It’s not just playing around with programmatic advertising. The company’s moving to cut out ad tech vendors that take fees only to impede the process of programmatic advertising. As part of its launch, it’s creating its own supply-side platform – something ad tech publishers use to maximize the value of impressions, but don’t own.
Concert has had a programmatic offering, but its primary focus has been managed services until now. The company also said it’s strengthening its role in the programmatic space with hopes of making it a larger share of its business. As quoted by Digiday, AJ Frucci said,
“Owning our technology allows us to be masters of our domain. Having a non-standard ad product that’s reliant on third-party technologies always puts our own product roadmap at risk.”
Recently, government bodies slammed tech giants like Google and Apple for misconduct on the part of their DSPs and SSPs as well as data misuse. Vox Media, however, believes it has an edge in the space where its SSP will offer a “more direct path” between the marketplace and the advertisers as most, if not all, of the ecosystem, is owned by third-party ad tech middlemen built to commoditize scale.

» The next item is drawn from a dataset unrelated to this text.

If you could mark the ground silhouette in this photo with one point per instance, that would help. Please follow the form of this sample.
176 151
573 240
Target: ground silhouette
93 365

The Concert SSP will enhance the buying experience for programmatic advertisers, improving performance and efficiency. The SSP offers increased viewability controls, as well as a significant increase in access to scale across Concert’s marketplace, allowing advertisers to reach a broader set of their desired audience in one place.
Meanwhile, the Trade Desk Publisher Inventory Development Will Dorothy commented that brands will have the benefits of scale and efficiency that come with programmatic buying, while safely leveraging valuable first-party data anchored in Unified ID 2.0.
“Our partnership with Vox Media will provide advertisers access to premium content in a way that hasn’t been done before across Concert’s entire portfolio of trusted publishers, through the Concert SSP.”